Bekas Ketua Perguruan Mawar Merah ini
tercenung. Bisa diterima alasan gadis itu menyerang Arya. Tapi, Arya pun sama
sekali tidak bersalah.
Lindu, kakaknya memang terlalu banyak membuat kesalahan. Adalah wajar kalau
akhirnya tewas di tangan orang yang dendam padanya.
Sesaat lamanya suasana menjadi hening. Arya telah selesai dengan ceritanya.
Sementara ibunya sibuk dengan pikirannya sendiri. Wanita ini tengah mencoba
memeras seluruh ingatannya terhadap setiap perkataan yang diucapkan kakaknya
dulu. Tapi, tetap saja dia tidak mampu mengingatnya.
"Bu, apa tidak sebaiknya kalau kita keluar dari tempat ini dulu...?" usul Arya
memenggal lamunan ibunya.
Nyi Sani tersentak sadar dari lamunannya.

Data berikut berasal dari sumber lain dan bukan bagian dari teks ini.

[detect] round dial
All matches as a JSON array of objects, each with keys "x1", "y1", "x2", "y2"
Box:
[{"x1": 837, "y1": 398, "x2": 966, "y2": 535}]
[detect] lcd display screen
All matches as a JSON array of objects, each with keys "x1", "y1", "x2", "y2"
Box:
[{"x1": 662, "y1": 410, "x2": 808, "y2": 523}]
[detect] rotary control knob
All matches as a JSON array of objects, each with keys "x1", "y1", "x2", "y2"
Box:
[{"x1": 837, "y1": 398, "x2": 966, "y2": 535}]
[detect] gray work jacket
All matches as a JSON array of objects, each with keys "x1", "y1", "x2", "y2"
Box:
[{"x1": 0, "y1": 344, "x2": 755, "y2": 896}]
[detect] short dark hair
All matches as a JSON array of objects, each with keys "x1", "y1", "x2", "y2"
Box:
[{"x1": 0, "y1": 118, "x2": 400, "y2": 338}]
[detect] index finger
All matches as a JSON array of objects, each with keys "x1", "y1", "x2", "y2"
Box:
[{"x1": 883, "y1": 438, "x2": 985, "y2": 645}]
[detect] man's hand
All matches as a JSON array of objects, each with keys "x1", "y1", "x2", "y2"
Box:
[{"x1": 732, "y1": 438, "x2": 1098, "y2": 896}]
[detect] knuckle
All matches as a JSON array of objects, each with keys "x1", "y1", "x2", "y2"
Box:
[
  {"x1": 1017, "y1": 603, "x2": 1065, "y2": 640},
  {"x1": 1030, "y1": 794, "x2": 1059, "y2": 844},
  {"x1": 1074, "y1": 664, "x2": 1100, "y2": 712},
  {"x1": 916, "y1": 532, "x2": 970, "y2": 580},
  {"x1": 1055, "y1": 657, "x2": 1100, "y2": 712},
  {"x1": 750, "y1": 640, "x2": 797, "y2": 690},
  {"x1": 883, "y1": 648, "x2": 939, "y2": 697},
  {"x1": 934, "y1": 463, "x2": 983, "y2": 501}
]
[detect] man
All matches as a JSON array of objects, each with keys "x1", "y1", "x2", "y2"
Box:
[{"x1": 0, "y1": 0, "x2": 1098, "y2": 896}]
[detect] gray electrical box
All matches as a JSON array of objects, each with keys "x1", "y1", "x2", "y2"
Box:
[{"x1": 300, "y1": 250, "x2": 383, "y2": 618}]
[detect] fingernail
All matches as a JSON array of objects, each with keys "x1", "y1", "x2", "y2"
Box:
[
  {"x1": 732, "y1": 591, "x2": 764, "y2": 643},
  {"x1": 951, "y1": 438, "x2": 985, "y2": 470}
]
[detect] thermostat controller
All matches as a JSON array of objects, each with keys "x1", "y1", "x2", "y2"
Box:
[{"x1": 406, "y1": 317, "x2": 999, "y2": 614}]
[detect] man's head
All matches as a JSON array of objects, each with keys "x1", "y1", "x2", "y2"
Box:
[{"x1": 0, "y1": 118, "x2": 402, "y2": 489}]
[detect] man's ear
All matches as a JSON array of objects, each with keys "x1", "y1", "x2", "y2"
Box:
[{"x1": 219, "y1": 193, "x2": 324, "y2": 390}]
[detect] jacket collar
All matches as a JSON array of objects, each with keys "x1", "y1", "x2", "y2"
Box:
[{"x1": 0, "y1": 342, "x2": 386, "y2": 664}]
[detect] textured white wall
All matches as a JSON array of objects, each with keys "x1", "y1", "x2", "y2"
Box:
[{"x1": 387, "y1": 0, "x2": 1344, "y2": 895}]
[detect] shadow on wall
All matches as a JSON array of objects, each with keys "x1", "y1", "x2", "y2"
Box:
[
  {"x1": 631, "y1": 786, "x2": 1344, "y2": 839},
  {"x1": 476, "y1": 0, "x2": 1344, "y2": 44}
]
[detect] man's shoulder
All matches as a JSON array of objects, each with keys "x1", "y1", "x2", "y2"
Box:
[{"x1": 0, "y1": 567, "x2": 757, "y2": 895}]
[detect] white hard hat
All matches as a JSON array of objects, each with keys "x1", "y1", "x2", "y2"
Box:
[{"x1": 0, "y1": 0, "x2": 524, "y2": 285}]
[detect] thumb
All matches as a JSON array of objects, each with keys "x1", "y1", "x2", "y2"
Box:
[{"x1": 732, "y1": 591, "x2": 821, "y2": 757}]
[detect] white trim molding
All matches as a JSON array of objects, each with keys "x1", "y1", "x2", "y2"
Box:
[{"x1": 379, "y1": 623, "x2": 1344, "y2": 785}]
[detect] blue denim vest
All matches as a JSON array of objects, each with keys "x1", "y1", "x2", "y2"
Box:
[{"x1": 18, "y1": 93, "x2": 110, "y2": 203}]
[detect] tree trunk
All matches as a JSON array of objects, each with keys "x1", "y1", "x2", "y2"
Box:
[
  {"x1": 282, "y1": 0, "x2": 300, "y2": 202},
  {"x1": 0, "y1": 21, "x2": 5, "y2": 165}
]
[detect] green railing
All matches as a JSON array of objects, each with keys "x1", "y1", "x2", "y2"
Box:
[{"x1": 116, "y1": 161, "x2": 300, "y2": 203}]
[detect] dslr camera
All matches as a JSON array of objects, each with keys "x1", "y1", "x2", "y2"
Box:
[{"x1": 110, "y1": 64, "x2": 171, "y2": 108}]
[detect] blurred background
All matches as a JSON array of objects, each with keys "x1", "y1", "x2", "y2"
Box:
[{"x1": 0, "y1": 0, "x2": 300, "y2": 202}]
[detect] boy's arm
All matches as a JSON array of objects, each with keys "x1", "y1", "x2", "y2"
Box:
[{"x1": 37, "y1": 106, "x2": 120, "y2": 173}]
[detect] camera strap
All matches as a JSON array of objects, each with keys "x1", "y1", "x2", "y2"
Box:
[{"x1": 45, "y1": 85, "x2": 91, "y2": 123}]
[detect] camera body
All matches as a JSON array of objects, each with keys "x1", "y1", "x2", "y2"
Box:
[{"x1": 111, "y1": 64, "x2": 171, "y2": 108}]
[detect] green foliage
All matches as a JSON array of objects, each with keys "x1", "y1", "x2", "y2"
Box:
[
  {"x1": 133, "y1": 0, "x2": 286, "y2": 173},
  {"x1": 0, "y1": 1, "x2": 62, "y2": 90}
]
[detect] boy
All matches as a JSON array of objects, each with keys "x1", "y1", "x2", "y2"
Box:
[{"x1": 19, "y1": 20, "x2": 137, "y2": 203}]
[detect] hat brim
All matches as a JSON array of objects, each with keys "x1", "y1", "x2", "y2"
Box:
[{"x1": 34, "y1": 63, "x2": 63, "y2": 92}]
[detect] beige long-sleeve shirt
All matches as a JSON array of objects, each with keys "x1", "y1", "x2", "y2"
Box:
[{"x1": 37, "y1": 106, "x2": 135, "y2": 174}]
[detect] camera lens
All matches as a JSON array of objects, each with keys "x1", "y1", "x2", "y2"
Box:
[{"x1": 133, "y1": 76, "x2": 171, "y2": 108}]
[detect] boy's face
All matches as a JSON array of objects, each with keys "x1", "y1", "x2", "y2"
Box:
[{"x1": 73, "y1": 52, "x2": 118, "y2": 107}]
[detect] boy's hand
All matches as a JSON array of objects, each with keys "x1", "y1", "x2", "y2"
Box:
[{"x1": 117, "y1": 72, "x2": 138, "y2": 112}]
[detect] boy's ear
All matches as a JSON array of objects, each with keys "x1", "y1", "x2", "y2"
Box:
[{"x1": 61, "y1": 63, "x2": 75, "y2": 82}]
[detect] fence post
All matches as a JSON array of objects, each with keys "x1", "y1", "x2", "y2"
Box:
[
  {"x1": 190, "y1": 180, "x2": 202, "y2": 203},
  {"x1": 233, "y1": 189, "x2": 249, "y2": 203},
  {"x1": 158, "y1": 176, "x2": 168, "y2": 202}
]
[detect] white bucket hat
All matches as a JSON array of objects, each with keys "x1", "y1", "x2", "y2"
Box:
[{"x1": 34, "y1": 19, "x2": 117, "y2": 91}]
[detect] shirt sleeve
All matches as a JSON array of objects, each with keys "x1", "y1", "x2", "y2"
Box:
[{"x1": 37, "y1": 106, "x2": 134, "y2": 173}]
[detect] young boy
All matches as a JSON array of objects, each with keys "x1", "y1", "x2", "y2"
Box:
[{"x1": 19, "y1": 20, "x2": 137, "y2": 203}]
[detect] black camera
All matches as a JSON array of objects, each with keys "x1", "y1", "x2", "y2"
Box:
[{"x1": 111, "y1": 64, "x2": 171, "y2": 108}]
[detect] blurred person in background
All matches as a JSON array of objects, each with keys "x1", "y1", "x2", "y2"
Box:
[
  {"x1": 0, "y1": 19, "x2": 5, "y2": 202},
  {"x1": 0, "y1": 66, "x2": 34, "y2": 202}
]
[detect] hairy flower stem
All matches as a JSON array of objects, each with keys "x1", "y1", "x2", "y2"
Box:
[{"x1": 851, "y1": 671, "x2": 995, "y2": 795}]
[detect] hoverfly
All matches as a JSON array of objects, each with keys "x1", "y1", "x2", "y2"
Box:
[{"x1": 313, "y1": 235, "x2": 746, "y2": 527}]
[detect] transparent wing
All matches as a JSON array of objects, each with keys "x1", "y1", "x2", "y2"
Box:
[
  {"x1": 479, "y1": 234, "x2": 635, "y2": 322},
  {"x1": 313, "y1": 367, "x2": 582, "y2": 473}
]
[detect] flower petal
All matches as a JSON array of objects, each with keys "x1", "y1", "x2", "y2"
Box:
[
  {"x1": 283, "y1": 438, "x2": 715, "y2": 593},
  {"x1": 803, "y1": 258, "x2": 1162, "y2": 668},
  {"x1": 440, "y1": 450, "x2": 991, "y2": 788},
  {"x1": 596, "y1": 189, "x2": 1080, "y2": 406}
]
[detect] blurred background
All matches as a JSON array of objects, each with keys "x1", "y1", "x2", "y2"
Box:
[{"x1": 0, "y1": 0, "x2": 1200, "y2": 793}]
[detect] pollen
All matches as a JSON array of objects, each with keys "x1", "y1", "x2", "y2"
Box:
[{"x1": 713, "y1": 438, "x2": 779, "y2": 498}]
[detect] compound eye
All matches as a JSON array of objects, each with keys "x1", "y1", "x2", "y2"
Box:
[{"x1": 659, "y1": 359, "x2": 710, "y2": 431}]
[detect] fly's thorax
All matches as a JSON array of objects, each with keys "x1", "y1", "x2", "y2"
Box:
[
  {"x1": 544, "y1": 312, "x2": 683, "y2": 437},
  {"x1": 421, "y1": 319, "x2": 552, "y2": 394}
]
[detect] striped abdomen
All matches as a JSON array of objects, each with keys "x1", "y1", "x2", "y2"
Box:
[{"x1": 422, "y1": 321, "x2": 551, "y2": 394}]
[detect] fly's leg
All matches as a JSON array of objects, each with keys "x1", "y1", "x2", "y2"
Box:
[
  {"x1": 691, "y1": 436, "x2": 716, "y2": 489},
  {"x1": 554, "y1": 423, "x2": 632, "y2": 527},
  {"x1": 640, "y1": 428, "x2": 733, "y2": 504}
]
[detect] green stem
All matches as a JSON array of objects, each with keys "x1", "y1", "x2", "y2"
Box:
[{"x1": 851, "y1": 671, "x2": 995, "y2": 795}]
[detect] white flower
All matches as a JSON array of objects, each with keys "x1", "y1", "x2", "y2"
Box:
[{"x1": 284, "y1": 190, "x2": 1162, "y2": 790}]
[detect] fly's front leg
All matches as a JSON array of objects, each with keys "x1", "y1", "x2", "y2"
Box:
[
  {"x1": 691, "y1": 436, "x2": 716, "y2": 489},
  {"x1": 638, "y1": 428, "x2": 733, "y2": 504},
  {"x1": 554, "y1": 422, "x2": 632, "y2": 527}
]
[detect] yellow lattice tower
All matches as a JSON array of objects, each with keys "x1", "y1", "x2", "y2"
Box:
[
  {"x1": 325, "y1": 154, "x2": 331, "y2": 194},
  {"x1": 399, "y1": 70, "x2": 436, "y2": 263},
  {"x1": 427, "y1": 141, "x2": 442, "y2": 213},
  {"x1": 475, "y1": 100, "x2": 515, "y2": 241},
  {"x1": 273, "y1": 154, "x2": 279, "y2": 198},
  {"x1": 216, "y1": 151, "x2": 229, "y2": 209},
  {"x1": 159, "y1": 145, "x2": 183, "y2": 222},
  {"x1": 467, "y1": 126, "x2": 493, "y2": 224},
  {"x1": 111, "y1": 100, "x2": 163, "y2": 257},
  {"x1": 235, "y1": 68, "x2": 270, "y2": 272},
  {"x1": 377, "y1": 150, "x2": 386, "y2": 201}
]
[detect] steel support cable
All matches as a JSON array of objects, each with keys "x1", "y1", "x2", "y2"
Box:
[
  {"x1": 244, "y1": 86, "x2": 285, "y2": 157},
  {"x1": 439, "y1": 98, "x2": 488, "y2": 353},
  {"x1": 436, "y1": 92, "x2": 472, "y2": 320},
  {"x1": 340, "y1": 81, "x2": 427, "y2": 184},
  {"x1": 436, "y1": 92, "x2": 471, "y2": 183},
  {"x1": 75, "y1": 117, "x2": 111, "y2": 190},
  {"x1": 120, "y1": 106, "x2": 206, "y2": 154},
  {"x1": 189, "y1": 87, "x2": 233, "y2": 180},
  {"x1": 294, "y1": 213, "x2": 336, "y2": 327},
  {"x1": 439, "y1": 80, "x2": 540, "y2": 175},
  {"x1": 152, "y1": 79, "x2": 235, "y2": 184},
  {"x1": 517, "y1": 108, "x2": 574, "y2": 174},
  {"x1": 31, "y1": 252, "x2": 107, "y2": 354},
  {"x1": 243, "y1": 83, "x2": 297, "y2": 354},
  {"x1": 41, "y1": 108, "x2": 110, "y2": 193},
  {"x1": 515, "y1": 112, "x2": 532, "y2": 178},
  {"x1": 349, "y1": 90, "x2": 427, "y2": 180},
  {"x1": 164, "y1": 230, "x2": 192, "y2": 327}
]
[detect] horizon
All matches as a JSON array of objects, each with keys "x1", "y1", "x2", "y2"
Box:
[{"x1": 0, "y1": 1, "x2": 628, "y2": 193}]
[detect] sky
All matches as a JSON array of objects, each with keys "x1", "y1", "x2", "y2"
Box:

"Kau benar, Arya. Memang sebaiknya kalau kita keluar dari tempat terkutuk ini.
Aku sudah bosan tinggal di sini, dan ingin melihat dunia luar yang bebas lepas!"
Di lain saat ibu dan anak ini sudah beranjak dari ruangan itu. Masing-masing
melangkahkan kakinya dengan benak yang dipenuhi pikiran sendiri-sendiri.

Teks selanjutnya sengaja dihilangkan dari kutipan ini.